Before hearing from Albert and Michael, I shared the story of a scientist whose curiosity changed the world in ways he later struggled to come to terms with: the Hungarian-American physicist Leo Szilard.
Many of you will have seen the recent film, Oppenheimer, which explores the role of scientists in creating the nuclear bomb. One character in that story who receives less attention is Szilard himself.
Szilard was a great reader and a particular admirer of the writer HG Wells. Wells is best known for his novel about alien invasion: The War of the Worlds and another hugely influential work of science fiction, The Time Machine. He also wrote a lesser-known novel called The World Set Free, in which he imagined the existence of a powerful atomic bomb.
In Richard Flanagan’s outstanding book Question 7, the author suggests that this fictional idea had a remarkable real-world consequence, because after reading Well’s novel, Szilard became fascinated by the possibility that such a weapon might one day exist.
One day, while watching traffic lights change in Central London, Szilard had a sudden insight about the possibility of a nuclear chain reaction.

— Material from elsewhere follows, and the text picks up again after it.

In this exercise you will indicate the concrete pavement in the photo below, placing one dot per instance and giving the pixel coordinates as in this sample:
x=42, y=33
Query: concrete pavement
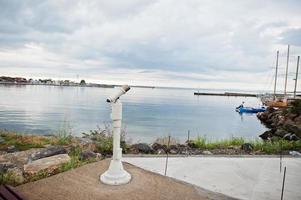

From that moment, curiosity became an obsession.
Szilard quickly realised the terrifying implications of his idea. In 1939, he wrote a letter, signed by Albert Einstein and other prominent physicists, warning that Nazi Germany might develop atomic weapons. This letter prompted President Franklin D. Roosevelt to begin the Manhattan Project, which under Robert Oppenheimer’s leadership ultimately developed the ‘bomb’. From that moment, the question was no longer simply whether they could they build a ‘bomb’ but what should they do with that discovery.
Szilard passionately believed in the sanctity of human life and political freedom. He hoped that the United States would not use nuclear weapons, but that the mere threat of such weapons might force Germany and Japan to surrender, preserving human life and allowing democracy to triumph over totalitarianism.

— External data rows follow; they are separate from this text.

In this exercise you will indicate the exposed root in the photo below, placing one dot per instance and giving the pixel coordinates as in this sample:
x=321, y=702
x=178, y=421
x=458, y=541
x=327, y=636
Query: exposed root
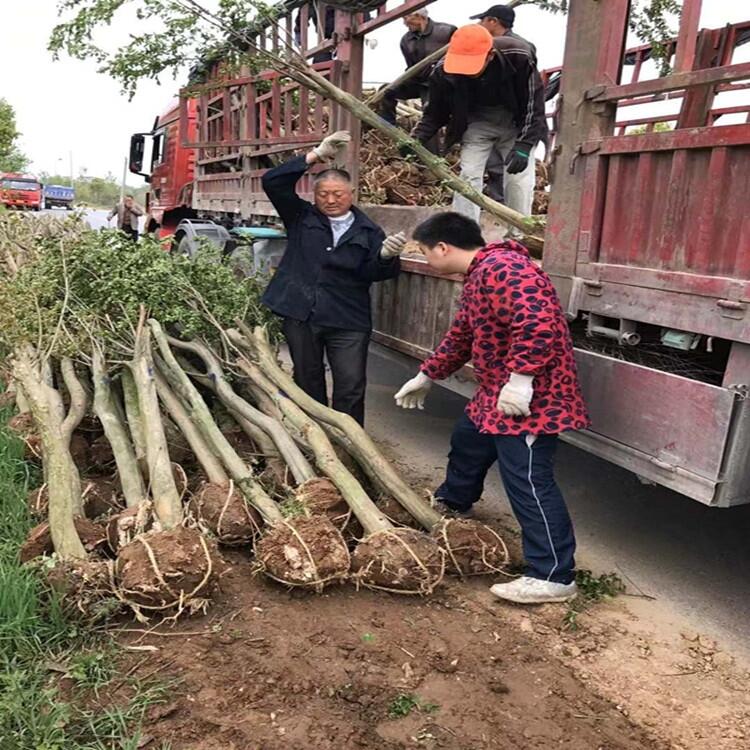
x=395, y=512
x=321, y=497
x=226, y=514
x=307, y=552
x=101, y=497
x=101, y=457
x=167, y=571
x=472, y=549
x=85, y=588
x=402, y=561
x=39, y=541
x=123, y=527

History took a different path. Atomic bombs were dropped on Hiroshima and Nagasaki, and he had, to echo Oppenheimer and borrow from the Bhagavad Gita become ‘the destroyer of worlds.’ Like Oppenheimer, Szilard spent much of the rest of his life wrestling with the consequences of the power he had helped to unleash. He feared that nuclear weapons would trigger an arms race between the United States and the Soviet Union, a fear that proved well-founded.

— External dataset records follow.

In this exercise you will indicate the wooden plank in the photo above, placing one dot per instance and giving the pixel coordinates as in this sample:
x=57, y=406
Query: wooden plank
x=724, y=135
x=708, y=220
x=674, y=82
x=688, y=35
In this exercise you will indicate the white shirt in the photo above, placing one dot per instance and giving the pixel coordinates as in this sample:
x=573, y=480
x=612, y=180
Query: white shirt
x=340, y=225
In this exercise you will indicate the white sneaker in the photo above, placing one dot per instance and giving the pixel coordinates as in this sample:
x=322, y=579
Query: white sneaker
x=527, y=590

His story reminds us that curiosity is a virtue. It is curiosity that drives discovery, advances knowledge, and enriches the human condition. But it also reminds us of the ancient wisdom of Aristotle. Who taught that every virtue must be held in balance. He called this the doctrine of the golden mean: the idea that virtues lie between two extremes, excess and deficiency, and that wisdom lies in finding the correct equilibrium.
Curiosity, too, must be balanced. At its best it can lead to extraordinary progress. But the story of Leo Szilard reminds us of the dangers of curiosity without reflection and the need for curiosity to be guided by responsibility and an awareness of the potential consequences of our ideas. Because curiosity, if left unchecked can sometimes take us to places we never intended to go.
Szilard’s story reminds us that scientists, and indeed all of us, must ask a question we sometimes forget to ask.
Not only: “Can we do it?”
But, even more importantly: “Should we?”
At Warwick School, we want our pupils to be curious. Our hope is that they pursue knowledge with enthusiasm, imagination and determination, but always with the judgement and character to use that knowledge wisely.